Nico gives a low whistle. “You’re getting good at this,compare."

“Too good,” I mutter, stepping up just behind the van as our fake orderlies open the back doors for us.

I climb into the van before anyone else, nostrils flaring at the sharp smell of bleach and disinfectant. The dome light inside flickers overhead as I step up beside the stretcher. Matteo’s corpse is zipped up in a sterile body bag, the tag hanging limply from the zipper pull. His body looks worse in the dim light, slack and gray, like he's a floater who's done bloating. There’s no time to dwell on it.

I unzip the bag halfway and snap on latex gloves as Nico passes me the tools. Vescari's fingernails are caked with dried blood and grime. Lab swabs won’t miss that. So I take the brush and scrub the nail beds hard, foam and peroxide mixing into pink suds as I go over each finger. I don’t take shortcuts. One missed spot could take us all down. My gloves are soaked when I finish, but I don’t slow down.

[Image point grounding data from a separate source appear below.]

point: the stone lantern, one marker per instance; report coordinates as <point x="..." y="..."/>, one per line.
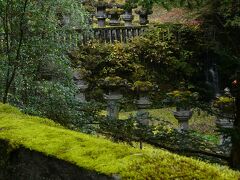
<point x="143" y="15"/>
<point x="143" y="103"/>
<point x="114" y="12"/>
<point x="183" y="115"/>
<point x="101" y="12"/>
<point x="82" y="86"/>
<point x="113" y="98"/>
<point x="128" y="15"/>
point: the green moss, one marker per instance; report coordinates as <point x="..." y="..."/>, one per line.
<point x="101" y="155"/>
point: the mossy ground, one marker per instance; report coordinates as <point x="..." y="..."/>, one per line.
<point x="101" y="155"/>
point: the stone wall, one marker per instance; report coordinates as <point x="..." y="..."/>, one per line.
<point x="23" y="164"/>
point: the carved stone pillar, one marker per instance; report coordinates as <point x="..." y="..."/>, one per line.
<point x="82" y="86"/>
<point x="101" y="13"/>
<point x="143" y="16"/>
<point x="183" y="116"/>
<point x="113" y="98"/>
<point x="143" y="103"/>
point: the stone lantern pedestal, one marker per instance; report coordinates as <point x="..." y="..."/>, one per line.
<point x="101" y="13"/>
<point x="128" y="18"/>
<point x="112" y="104"/>
<point x="143" y="16"/>
<point x="183" y="116"/>
<point x="143" y="103"/>
<point x="226" y="123"/>
<point x="82" y="86"/>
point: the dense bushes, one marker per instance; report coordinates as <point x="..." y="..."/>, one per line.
<point x="163" y="56"/>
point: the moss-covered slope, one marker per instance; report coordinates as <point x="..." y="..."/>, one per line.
<point x="100" y="155"/>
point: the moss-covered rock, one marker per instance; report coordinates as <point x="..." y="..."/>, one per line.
<point x="100" y="155"/>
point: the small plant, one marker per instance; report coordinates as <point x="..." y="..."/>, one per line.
<point x="113" y="11"/>
<point x="183" y="98"/>
<point x="113" y="82"/>
<point x="224" y="104"/>
<point x="142" y="86"/>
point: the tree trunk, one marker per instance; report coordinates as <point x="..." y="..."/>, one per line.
<point x="235" y="152"/>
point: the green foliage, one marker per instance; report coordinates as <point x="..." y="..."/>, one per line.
<point x="100" y="155"/>
<point x="183" y="98"/>
<point x="163" y="57"/>
<point x="34" y="68"/>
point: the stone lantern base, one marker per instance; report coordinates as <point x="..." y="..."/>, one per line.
<point x="183" y="117"/>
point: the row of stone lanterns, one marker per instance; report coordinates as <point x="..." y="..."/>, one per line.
<point x="143" y="103"/>
<point x="113" y="11"/>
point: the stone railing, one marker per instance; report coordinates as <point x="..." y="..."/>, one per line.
<point x="120" y="33"/>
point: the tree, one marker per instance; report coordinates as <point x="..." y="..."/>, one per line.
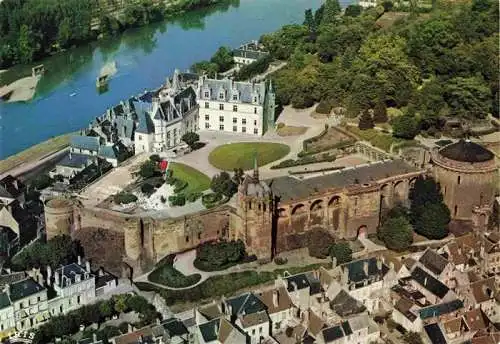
<point x="223" y="184"/>
<point x="223" y="58"/>
<point x="468" y="97"/>
<point x="429" y="215"/>
<point x="405" y="126"/>
<point x="365" y="120"/>
<point x="353" y="10"/>
<point x="431" y="220"/>
<point x="190" y="138"/>
<point x="331" y="11"/>
<point x="380" y="112"/>
<point x="26" y="44"/>
<point x="341" y="251"/>
<point x="396" y="231"/>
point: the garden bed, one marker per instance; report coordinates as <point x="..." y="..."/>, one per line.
<point x="241" y="155"/>
<point x="167" y="275"/>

“Syringe,” I mutter, reaching my hand out. I glance up the alley and see it empty. This time of day is a risk, but we weren't able to convince them to transfer the corpse at a different time.

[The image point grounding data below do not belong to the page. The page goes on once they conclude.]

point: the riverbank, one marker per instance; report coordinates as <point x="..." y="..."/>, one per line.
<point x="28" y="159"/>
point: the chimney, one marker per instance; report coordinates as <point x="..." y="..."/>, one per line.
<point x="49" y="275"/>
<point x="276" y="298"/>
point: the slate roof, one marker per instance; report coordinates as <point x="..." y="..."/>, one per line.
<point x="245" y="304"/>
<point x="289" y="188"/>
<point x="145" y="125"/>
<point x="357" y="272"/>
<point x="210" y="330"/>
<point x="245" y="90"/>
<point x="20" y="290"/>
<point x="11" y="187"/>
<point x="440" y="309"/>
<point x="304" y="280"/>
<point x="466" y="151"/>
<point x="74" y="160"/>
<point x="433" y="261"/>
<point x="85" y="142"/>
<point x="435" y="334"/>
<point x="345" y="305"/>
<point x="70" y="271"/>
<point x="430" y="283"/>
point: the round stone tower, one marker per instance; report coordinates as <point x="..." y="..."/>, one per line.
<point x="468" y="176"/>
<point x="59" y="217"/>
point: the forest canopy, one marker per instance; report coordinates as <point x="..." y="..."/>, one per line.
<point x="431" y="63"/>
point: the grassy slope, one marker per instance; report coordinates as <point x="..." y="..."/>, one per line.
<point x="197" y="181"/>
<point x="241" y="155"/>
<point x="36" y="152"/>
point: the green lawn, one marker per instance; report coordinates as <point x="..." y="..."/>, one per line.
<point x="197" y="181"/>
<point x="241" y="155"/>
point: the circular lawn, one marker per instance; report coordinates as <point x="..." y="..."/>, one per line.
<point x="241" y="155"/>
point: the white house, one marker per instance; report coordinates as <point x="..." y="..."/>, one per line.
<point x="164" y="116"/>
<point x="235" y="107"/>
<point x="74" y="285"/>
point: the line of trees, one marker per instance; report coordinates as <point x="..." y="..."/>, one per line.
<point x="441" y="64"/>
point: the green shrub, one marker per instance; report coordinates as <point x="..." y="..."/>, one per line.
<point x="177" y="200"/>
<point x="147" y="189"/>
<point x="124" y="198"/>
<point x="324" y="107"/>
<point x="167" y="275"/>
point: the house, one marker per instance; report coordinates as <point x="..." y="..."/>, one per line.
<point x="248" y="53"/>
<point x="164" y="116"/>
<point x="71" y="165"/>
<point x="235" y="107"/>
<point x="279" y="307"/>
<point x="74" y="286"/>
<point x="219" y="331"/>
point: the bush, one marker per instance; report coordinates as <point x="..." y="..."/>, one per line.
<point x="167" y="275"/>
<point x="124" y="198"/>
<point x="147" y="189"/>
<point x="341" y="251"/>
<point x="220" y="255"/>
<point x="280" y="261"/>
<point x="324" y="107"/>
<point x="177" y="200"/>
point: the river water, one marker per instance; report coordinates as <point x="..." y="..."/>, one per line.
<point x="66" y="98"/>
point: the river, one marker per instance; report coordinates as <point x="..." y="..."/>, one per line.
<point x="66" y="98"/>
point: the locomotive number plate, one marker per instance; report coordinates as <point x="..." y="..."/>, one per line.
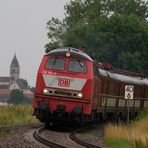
<point x="64" y="82"/>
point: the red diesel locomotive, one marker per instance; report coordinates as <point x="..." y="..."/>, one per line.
<point x="71" y="87"/>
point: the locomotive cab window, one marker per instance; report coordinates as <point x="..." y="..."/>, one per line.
<point x="77" y="66"/>
<point x="55" y="63"/>
<point x="95" y="69"/>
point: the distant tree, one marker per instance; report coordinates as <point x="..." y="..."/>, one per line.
<point x="17" y="97"/>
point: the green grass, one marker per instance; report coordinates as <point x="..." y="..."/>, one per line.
<point x="133" y="136"/>
<point x="16" y="114"/>
<point x="118" y="143"/>
<point x="5" y="133"/>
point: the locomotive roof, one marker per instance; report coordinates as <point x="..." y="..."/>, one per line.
<point x="124" y="78"/>
<point x="74" y="53"/>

Nico hands it over. I draw the pig’s blood and inject it into the soft tissue under each nail. The trick isn’t volume—it’s contamination. If the lab gets one good sample, we’re screwed. But if every swab’s dirty, every result is garbage. The blood seeps out slowly around the nail beds as I work. It’s crude, but it’s effective.

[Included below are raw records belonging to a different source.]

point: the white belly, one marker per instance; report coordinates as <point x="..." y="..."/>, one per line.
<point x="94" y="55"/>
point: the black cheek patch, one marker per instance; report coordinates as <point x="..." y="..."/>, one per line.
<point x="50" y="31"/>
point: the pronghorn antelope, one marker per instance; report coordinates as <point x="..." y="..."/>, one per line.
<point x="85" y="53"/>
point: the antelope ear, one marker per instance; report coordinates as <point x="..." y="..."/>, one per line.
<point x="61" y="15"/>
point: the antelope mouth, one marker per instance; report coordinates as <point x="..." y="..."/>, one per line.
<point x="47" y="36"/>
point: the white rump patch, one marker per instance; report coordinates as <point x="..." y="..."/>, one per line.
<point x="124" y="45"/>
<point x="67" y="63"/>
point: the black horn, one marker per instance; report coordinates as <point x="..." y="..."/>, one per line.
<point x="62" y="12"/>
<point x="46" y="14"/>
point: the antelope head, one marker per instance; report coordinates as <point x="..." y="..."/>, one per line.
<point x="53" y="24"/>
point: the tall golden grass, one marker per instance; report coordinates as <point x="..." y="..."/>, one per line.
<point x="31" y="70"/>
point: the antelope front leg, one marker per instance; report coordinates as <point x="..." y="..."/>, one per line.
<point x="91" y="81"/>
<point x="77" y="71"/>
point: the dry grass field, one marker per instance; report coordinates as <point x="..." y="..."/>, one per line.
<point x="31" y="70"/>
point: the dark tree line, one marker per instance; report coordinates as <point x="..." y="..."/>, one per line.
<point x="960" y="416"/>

“Three minutes,” Diego says. “Driver’s ready to roll.”

I finish the last injection and wipe the fingertips dry. Matteo’s hand flops back onto the stretcher, lifeless and ruined. Before I zip the bag, I grab the blade from my pocket and lift the sheet just enough to see the carved symbol on his stomach. It's deep—clearly deliberate—and anyone who recognizes it will know exactly who left it there. I drive the tip of the knife into the mark and drag hard across it several times, turning the shape into a shredded mess of tissue. It's not enough to hide what was there completely, but it will stop anyone from being sure.

Then I zip the body bag shut, tag it with the altered numbers, and nod at Diego before handing Nico the syringe and knife. The driver climbs in. Our guy signs off with the forged timestamp and nods like nothing happened. The van pulls away from where we stand watching, with Matteo’s body in the back and no one the wiser.

I stay where I am for a moment, watching the taillights vanish into the curve of the street. It should feel like relief. But all I can think about is whether she’ll be able to do her part. She’s not like us. She didn’t grow up inside this world. She was on the periphery, and barely at that. What I just did—what she’ll haveto do next—isn’t something you come back from. If she freezes, if she hesitates, it’ll all unravel.

“You think she’s ready?”

I turn to see Rory beside me, hands stuffed in his jacket, watching the van disappear. He doesn’t sound skeptical. Just curious.

“She doesn’t get to be ready,” I say, eyes still on the curve where the van disappeared. “None of us do.”